Researchers at the University of Bristol have discovered that the tricks used by video game players, particularly those who speedrun games like Super Mario, could provide valuable insights into enhancing software security.
These players, known as speedrunners, use glitches to finish games extremely quickly, and their techniques could help software developers understand and fix similar flaws in other types of software.
The study focused on four classic Super Mario games: Super Mario Bros (1985), Super Mario Bros. 3 (1988), Super Mario World (1990), and Super Mario 64 (1996).

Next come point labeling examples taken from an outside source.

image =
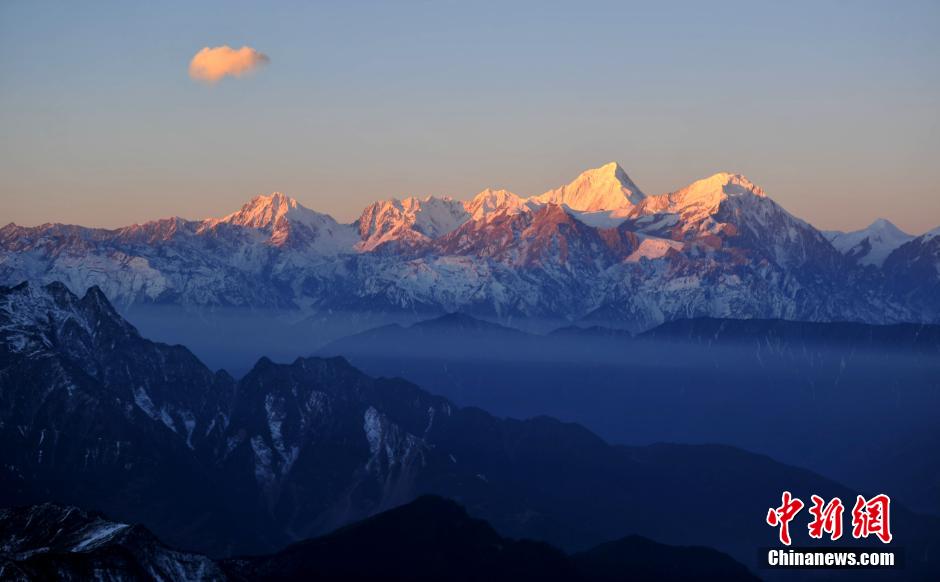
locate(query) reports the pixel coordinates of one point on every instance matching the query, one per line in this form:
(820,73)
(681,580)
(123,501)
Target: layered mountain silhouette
(852,401)
(429,538)
(96,416)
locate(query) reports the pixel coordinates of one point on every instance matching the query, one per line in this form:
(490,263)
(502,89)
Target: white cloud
(212,64)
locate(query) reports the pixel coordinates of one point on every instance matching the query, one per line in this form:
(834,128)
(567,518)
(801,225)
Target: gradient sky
(832,107)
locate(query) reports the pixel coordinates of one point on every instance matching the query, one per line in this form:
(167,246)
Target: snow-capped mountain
(411,221)
(912,272)
(604,188)
(595,249)
(870,245)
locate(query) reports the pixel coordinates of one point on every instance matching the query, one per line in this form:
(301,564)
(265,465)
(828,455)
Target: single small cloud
(212,64)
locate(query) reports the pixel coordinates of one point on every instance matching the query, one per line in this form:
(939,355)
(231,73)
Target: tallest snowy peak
(605,188)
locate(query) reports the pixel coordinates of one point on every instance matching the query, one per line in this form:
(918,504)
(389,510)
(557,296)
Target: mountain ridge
(717,247)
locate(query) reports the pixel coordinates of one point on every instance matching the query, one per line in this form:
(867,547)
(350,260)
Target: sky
(832,107)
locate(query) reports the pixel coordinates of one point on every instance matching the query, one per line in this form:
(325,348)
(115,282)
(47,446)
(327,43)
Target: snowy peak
(489,202)
(265,211)
(720,186)
(410,221)
(286,222)
(701,199)
(604,188)
(870,245)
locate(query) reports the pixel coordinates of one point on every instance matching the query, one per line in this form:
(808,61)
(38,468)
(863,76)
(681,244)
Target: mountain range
(94,415)
(427,539)
(595,250)
(851,401)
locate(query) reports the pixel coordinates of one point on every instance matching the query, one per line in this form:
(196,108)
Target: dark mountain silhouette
(94,415)
(430,538)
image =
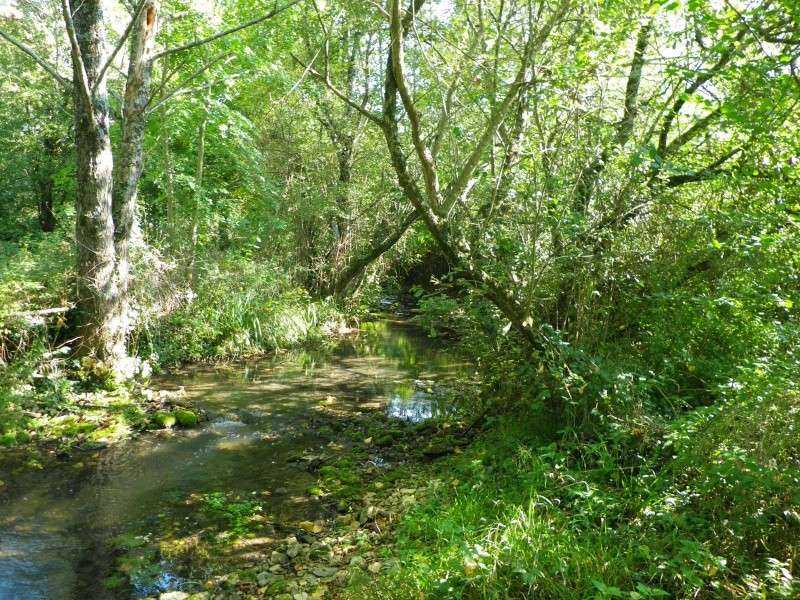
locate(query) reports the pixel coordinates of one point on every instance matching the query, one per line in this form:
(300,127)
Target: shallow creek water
(56,523)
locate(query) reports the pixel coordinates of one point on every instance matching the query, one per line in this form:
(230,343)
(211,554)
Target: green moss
(164,420)
(186,418)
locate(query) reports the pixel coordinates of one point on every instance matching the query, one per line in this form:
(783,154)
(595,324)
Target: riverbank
(288,447)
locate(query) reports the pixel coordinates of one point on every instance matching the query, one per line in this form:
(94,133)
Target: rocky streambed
(289,490)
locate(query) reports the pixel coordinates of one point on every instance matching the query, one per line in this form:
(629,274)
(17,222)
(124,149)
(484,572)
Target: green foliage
(240,308)
(237,514)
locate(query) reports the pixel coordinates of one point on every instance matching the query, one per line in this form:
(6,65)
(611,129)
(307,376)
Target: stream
(56,524)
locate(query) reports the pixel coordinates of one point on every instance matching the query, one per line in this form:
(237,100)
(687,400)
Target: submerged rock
(323,572)
(164,420)
(186,418)
(173,596)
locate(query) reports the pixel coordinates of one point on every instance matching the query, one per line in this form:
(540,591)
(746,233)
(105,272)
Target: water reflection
(55,525)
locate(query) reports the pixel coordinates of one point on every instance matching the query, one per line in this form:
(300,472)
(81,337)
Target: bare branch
(461,182)
(50,68)
(424,154)
(78,66)
(695,85)
(704,174)
(181,88)
(120,44)
(202,42)
(338,93)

The research team analyzed 237 known glitches within these games, identifying various types of software weaknesses.
Their findings were presented at the International Conference on Software Engineering (ICSE 2024), during the Workshop on Games and Software Engineering (GAS).
Super Mario games have been a staple of competitive gaming for decades, with enthusiasts continually pushing the boundaries of what is possible within these games.
For instance, the current world record for completing Super Mario World is an astonishing 41 seconds.
These records are made possible by exploiting glitches—errors in the game’s software that players can use to bypass obstacles or complete tasks more quickly.
Dr. Joseph Hallett from the School of Computer Science at Bristol explained that these old video games were developed under strict hardware limitations, such as restricted memory, which often required developers to employ aggressive optimization techniques.
This sometimes led to unique bugs and glitches. By studying these, the researchers aim to categorize and understand similar vulnerabilities that could appear in broader software applications.
The researchers compared the glitches found in Super Mario games to common software weaknesses, using a system known as Common Weakness Enumeration (CWE).
They discovered that some glitches exploited by speedrunners do not fit neatly into existing categories of software defects, suggesting that there could be new types of bugs that have yet to be thoroughly studied.
This approach of studying video game glitches is quite novel in the academic world, according to Dr. Hallett.
By understanding how speedrunners identify and exploit these glitches, researchers can gain insights into the types of vulnerabilities that might exist in more general software, potentially leading to more secure systems.
The study not only appreciates the technical skills of speedrunners but also highlights the potential for their strategies to contribute to the field of software development.
Following the success of this research, the team is now applying their methodology to analyze glitches in Pokémon video games.
This research underscores a growing recognition of the value that gaming strategies can offer to the field of software security, turning what many see as mere entertainment into a valuable tool for technological advancement.